O ile w Krakowie kilka razy byłem i miasto jak miasto, ma swoje zabytki. Której wydają się jednak dość biedne i jakby zaniedbane. Zresztą o mało co bym zginął w tym mieście. To na południe od linii Katowice-Kraków-Tarnów wybrałem się kilka razy pod przymusem i o te kilka razy za dużo.
@@adammehring7542 skupiłem się na współczesnej granicy województwa. Mam wiedzę o zasięgu krainy geograficznej Małopolski ale mój komentarz nawiązałem do przebywania w Małopolsce jako regionie Polski południowej. Gdy pojedziemy w góry to zawsze mamy większe prawdopodobieństwo na przeżycie nieprzewidywalnej pogody niż na nizinach. Co do Sosnowca jako miasta, w którym mieszkałem to muszę powiedzieć że niby to Zagłębie Dąbrowskie ale jednak wielu ludzi utożsamia się z województwem Śląskim i jest z tego powodu bardzo zadowolona.

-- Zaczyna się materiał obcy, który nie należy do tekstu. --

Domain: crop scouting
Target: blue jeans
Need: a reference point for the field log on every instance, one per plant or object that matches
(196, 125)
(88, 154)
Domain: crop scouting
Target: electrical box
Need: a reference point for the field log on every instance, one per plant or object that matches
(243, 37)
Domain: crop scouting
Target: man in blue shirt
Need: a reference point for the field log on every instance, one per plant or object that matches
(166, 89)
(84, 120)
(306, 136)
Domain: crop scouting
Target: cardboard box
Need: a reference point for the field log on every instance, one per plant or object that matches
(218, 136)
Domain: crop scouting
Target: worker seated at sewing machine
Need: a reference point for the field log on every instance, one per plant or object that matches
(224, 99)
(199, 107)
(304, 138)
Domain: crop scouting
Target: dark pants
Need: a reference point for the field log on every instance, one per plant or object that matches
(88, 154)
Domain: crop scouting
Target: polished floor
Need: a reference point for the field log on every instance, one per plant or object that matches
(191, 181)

Jest jak jest ale mimo wszystko skąd by kto nie pochodził to pogoda a zwłaszcza burza są w górach jakichkolwiek bardzo niebezpieczna i myślę że tutaj się zgadzamy :-)
Jak jest burza to wszystkie sprzety rtv trzeba wylanczyc telewizor, radio a nawet prad a telefon wylaczyc i wyjac baterie i zapalona gromnice postawic na parapecie. Tak przetrwasz burze.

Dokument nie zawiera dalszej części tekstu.